Do you mean certain types of age verification, or any type at all?

[–] [email protected] 4 points 7 months ago (1 children)

The question is what is the evidence based justification for the strict verification that is being pushed. The efficacy and implementation is a different question entirely.

[–] [email protected] 5 points 7 months ago (1 children)

So you don't mean age declaration "please insert your date of birth to access this page" type, but the government ID type?

Efficacy, risks and invasiveness are all related to justification imo.

Here's one that compares each model and rates them: https://edri.org/wp-content/uploads/2023/10/Online-age-verification-and-childrens-rights-EDRi-position-paper.pdf

Is that similar to what you're looking for?

[–] [email protected] 3 points 7 months ago* (last edited 7 months ago) (1 children)

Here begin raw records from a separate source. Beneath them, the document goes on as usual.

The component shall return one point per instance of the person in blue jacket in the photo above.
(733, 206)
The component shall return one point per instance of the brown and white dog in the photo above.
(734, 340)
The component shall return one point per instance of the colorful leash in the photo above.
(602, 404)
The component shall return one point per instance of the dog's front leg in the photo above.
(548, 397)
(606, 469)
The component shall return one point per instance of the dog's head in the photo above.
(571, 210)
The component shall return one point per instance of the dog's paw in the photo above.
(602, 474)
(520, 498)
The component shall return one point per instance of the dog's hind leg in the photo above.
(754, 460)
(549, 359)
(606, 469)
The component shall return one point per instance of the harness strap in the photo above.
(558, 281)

But your Efficacy, risks and invasiveness, are predicated on the need. If there is no need, the secondary discussion becomes redundant.

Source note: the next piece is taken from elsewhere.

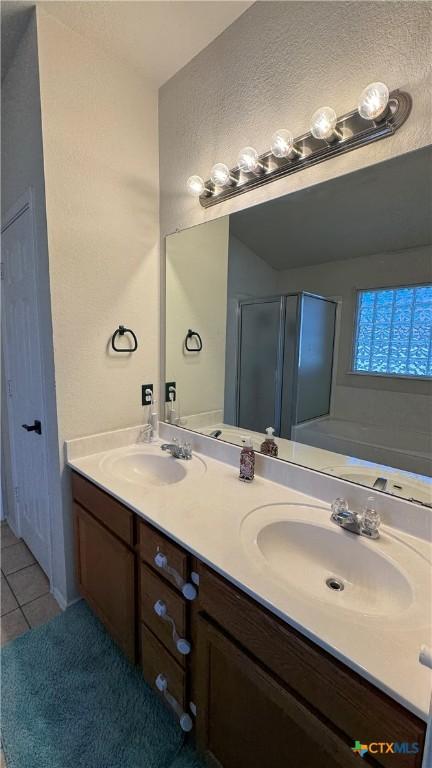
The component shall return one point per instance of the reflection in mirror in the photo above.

And I'm not saying there isn't a need, but I would like evidence to support the need.

[–] [email protected] 3 points 7 months ago (2 children)
[–] [email protected] 2 points 7 months ago

Yes like that. I'll have to dive into the sources presented.

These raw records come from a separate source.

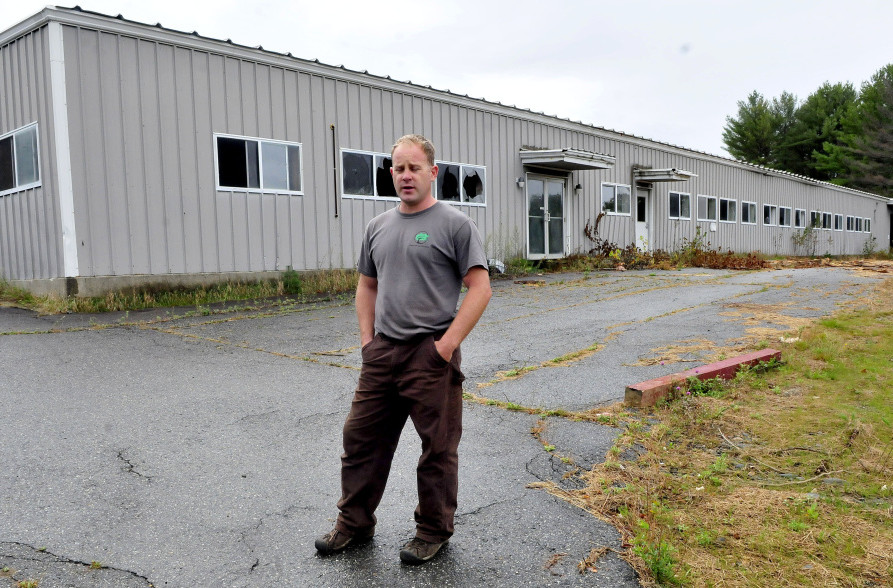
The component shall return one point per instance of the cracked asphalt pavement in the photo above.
(179, 448)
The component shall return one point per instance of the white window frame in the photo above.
(815, 219)
(781, 210)
(462, 167)
(616, 201)
(679, 196)
(752, 208)
(727, 201)
(12, 136)
(707, 200)
(375, 195)
(260, 166)
(773, 215)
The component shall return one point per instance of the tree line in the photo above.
(837, 134)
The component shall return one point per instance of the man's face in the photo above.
(412, 175)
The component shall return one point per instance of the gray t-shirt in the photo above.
(419, 261)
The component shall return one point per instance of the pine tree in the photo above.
(750, 137)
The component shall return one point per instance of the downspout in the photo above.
(63, 156)
(334, 168)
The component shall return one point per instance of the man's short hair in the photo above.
(419, 140)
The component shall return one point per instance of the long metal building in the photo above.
(132, 154)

[–] [email protected] 1 points 6 months ago

So I looked into this source and its references. I will simply point out the group itself is a conservative think tank and most of the sources are the same.

[–] [email protected] 1 points 7 months ago (1 children)

What would be an example of something empirical that would justify age verification for social media use or pornography? Ultimately aren't these at worst empty / arbitrary moral panics and at best the realm of moral debate?

That is, you can't take observations and turn them into a normative system ("is" doesn't give you "ought"), so what exactly are you thinking can be studied here?

[–] [email protected] 1 points 7 months ago

I'm generally opposed to strict verification. To me the only thing that could justify it is a repeatable study that shows causation between something that the verification would restrict and a negative (not moral panic negative) outcome. Whenever its brought up the "think of the children" comments come out and I am skeptical. It often sounds like video games cause violence excuses. I wanted to know if there was actual justification because to me it seems like they are usually pushed by either religious groups or some group that wants to hoover up data. I have yet to see something beyond moral panic justifying the push.